A joint team of researchers at the University of California, San Francisco, and others have discovered the molecular mechanism by which HIV, the human immunodeficiency virus that causes AIDS, escapes from the defenses of host cells.
After the initial HIV invasion into the human body, immune cells are gradually destroyed, making the body vulnerable to pathogen infection and causing various diseases. The medical community has shown that there is no treatment to completely eliminate HIV from the body, infected people need to continue to take antiviral drugs for treatment. As virus genes mutate, resistant viruses emerge that cannot be treated with drugs. So while HIV vaccines are being developed, new drugs for resistant viruses need to be developed.
Human cells have corresponding defenses against various viruses.

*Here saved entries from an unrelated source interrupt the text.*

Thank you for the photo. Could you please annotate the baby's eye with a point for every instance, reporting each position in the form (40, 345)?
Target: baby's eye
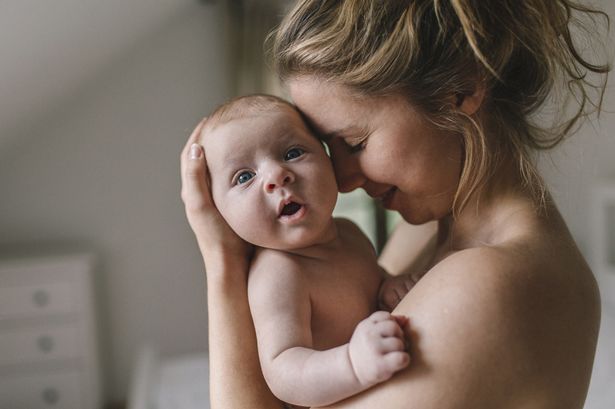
(245, 176)
(293, 153)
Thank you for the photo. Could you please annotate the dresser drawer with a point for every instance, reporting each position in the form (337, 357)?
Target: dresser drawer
(33, 300)
(42, 391)
(39, 344)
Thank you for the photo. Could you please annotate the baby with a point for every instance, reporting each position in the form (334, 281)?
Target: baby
(314, 280)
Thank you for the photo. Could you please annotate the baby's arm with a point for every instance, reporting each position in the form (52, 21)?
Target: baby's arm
(295, 372)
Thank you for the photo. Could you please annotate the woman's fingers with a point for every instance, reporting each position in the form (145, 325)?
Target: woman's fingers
(195, 187)
(194, 136)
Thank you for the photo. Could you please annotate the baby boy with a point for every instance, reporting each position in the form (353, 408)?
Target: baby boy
(314, 279)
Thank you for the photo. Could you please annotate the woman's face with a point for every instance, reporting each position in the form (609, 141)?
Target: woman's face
(385, 146)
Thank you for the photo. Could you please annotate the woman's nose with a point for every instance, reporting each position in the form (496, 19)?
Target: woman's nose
(348, 173)
(278, 177)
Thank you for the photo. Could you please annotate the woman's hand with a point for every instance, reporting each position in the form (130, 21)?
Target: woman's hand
(213, 234)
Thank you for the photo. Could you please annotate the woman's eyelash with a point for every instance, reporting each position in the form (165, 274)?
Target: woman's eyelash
(358, 147)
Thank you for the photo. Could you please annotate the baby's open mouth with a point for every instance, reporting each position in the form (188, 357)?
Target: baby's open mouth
(290, 208)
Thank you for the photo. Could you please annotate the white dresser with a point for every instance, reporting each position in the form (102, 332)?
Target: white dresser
(48, 347)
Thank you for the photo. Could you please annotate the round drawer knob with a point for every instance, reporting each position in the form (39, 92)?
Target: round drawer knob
(50, 396)
(45, 343)
(40, 298)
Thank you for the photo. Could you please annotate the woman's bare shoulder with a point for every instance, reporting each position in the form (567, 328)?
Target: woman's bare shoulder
(477, 327)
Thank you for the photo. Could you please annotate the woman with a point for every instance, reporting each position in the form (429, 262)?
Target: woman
(430, 106)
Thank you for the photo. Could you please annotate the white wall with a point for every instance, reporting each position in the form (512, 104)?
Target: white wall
(101, 172)
(571, 170)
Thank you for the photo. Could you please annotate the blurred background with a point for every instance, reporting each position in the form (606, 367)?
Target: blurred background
(97, 99)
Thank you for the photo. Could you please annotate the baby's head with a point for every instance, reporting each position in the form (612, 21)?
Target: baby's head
(271, 178)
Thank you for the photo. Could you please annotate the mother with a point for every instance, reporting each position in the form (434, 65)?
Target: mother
(429, 105)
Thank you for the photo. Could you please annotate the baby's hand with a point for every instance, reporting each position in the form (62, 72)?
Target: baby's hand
(377, 348)
(393, 290)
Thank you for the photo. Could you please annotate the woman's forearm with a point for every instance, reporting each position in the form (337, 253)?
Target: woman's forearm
(236, 380)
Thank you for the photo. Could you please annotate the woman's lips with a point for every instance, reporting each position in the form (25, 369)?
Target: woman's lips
(387, 198)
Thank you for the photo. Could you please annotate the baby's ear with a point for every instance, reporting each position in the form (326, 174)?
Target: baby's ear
(470, 103)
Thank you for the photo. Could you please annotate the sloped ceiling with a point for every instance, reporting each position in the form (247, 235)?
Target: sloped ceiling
(49, 49)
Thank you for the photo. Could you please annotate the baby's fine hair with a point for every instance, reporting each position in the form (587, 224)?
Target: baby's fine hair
(435, 52)
(244, 107)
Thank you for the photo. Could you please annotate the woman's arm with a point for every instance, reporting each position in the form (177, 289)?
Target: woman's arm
(236, 380)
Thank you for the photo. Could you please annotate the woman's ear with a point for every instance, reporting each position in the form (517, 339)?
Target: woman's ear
(470, 103)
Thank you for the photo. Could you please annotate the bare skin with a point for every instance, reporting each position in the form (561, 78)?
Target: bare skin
(313, 280)
(496, 323)
(507, 316)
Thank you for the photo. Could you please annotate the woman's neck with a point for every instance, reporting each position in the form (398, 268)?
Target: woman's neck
(499, 211)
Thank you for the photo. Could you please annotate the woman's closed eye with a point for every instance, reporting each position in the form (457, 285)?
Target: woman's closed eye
(356, 147)
(293, 153)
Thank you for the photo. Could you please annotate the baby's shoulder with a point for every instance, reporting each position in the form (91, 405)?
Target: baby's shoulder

For example, SAMHD1 is an enzyme produced by human cells that strongly blocks HIV-infected macrophages and T cells. On the other hand, the particles of hiv-2, which many infected people carry, contain a protein called VPX that breaks down SAMHD1 in the cells, causing hiv-2 to infect bone marrow cells.
Most viral proteins work with the help of "virus regulators" in human cells. They searched for VPX interacting proteins from more than 300 host proteins involved in phosphorylation and found that PIM kinase host proteins bind to VPX effectively and are specifically phosphorylated. Mass spectrometer analysis showed that serine, the 12th amino acid of VPX, was phosphorylated by PIM kinase. If the serine is replaced, the phosphorylation of VPX will not occur and the virus's replication ability will be reduced.
The results show that host PIM kinase is the factor that VPX ACTS on SAMHD1, and can effectively block the replication of hiv-2 by blocking PIM kinase.